We investigate the symmetry energy in relation with the two-proton and two-neutron separation energies using different nuclear mass data. For this aim, we exploit the deformed relativistic Hartree-Bogoliubov theory in the continuum (DRHBc), FRDM2012 and AME2020 data. First, we study the two-proton and two-neutron separation energies in Pb and Ca isotopes by subtracting the contribution of Coulomb energy. They show a strong correlation with neutron number as well as with the neutron skin thickness. By taking the relative difference of both separation energies, we derive the symmetry energy from Ca and Pb isotopes.

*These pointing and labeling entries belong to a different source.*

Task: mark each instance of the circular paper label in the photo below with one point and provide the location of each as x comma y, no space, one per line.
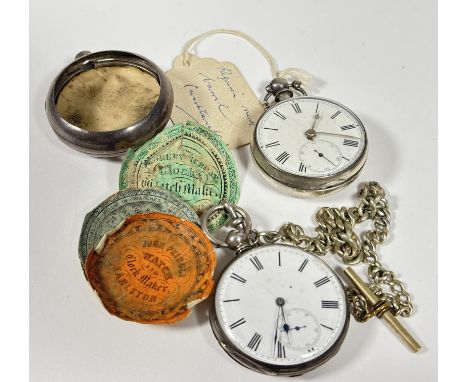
112,211
152,269
189,160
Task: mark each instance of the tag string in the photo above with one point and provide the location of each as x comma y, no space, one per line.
289,73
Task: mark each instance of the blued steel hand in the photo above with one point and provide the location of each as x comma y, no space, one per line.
310,134
324,157
275,341
285,325
296,328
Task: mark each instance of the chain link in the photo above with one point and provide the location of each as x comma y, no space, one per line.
335,234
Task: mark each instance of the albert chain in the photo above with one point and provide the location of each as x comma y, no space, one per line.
335,234
386,297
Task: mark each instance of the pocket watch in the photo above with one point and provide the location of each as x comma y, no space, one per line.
307,146
279,309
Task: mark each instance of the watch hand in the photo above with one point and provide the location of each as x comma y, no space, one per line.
285,325
311,133
324,157
337,135
275,341
296,328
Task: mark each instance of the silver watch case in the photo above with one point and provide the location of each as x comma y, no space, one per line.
266,368
307,186
116,142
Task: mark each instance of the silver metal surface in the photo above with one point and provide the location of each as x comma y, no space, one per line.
266,368
239,227
109,143
280,88
302,186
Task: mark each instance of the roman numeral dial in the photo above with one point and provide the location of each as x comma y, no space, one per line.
309,138
278,305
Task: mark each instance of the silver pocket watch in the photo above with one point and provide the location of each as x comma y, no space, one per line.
277,309
307,146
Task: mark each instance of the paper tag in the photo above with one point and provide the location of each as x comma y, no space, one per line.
214,94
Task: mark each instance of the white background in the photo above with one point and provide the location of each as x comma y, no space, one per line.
378,58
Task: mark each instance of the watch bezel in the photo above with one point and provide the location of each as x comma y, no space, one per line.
266,368
318,184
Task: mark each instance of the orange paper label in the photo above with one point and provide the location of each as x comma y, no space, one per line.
152,269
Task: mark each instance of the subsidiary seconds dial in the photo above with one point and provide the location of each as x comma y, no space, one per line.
310,137
279,310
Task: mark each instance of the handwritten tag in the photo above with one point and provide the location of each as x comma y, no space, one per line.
214,94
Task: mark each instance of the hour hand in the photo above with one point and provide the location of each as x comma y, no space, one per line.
311,133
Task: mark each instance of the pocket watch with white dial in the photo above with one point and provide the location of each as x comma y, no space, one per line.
305,145
279,309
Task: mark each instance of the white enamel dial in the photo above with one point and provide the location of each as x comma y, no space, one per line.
310,137
280,305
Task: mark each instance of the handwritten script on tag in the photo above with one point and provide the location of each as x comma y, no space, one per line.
214,94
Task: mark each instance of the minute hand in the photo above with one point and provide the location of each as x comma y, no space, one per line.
337,135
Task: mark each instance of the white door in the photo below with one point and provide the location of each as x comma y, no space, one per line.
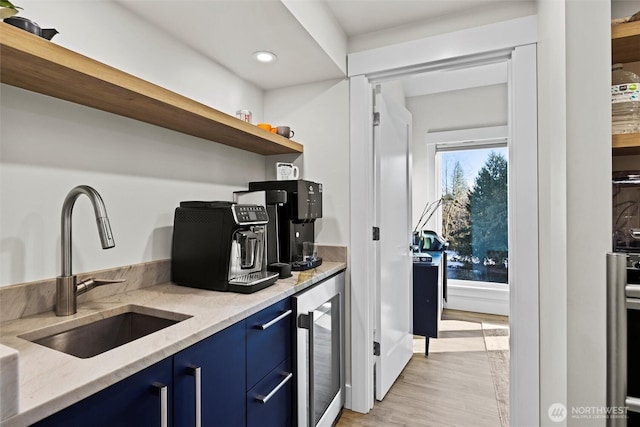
394,289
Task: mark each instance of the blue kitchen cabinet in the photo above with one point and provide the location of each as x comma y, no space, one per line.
241,376
134,401
270,378
220,360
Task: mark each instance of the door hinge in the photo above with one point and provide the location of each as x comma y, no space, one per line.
376,233
304,321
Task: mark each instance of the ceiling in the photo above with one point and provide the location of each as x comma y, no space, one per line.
230,31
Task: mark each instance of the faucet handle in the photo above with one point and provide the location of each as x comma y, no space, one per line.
90,283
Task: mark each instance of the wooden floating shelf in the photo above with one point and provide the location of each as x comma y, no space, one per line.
625,42
625,47
33,63
626,144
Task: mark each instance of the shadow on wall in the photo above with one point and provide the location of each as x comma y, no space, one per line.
13,251
159,243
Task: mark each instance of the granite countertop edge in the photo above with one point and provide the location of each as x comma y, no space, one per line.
50,381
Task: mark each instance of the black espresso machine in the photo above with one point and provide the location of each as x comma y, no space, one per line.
295,215
220,246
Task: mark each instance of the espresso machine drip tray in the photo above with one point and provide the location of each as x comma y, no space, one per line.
306,265
252,282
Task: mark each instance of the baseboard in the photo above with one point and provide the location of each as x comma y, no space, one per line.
478,298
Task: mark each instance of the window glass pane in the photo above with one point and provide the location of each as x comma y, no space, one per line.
474,213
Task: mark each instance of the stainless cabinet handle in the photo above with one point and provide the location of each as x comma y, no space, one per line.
265,399
274,321
196,371
162,391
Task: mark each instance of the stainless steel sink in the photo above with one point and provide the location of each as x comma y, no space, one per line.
93,335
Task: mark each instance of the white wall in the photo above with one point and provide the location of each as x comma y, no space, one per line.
461,109
49,146
574,169
319,114
472,17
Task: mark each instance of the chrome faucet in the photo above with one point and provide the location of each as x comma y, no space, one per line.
67,287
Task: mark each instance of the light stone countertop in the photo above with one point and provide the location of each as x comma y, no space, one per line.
50,380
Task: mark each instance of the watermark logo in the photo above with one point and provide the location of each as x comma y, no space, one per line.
557,412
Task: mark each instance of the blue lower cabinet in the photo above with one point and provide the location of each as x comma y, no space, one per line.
216,372
269,402
134,401
268,340
220,360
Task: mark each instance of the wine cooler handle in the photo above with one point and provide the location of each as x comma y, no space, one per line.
163,391
274,321
305,321
196,372
265,399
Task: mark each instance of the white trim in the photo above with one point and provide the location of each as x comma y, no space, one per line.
439,51
479,297
524,321
448,80
361,217
473,135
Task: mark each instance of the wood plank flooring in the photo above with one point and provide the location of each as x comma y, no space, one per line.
453,386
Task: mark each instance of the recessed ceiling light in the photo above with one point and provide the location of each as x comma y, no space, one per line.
265,57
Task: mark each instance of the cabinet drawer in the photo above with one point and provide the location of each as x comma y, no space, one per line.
268,340
269,403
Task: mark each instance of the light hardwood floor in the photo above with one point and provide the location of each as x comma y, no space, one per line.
454,385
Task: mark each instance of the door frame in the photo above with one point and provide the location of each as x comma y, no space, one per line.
513,41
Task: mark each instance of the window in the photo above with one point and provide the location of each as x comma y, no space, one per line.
474,210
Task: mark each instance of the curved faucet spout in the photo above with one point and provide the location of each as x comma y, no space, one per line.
104,228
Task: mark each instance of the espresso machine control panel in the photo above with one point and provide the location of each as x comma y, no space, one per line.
250,214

Since the nuclear surface contributes to the symmetry energy, we deduce the volume symmetry energy by subtracting the surface contribution using several mass models. The obtained symmetry energy coefficient, $a_{sym}$, is 20.0 $\sim $ 22.7 MeV for Pb isotopes and 18.7 $\sim$ 19.3 MeV for Ca isotopes from the DRHBc mass table data, while the results from other mass tables are 19.6 $\sim$ 22.1 (20.7 $\sim$ 22.3) MeV for Pb isotopes and 18.9 $\sim$ 19.0 (19.6 $\sim$ 19.7) MeV for Ca isotopes from AME2020 (FRDM2012) data. The volume contribution to the asymmetry coefficient, $a_{sym}^v$, which depends on the ratio of the surface to the volume energy coefficients, $a_s / a_v$, is also provided for each mass model. Since the ratio $a_s / a_v$ is neither determined by nuclear theory, nor by experimental data, we have investigated $a_{sym}^v$ by using the ratio $a_s / a_v$ as a free parameter, and have obtained $a_{sym}^v = $ 27.0 MeV, almost irrespective of nuclear model and isotopic chain, with the ratio $a_s / a_v$ constrained as $a_s / a_v = 1.10 \sim 1.13$.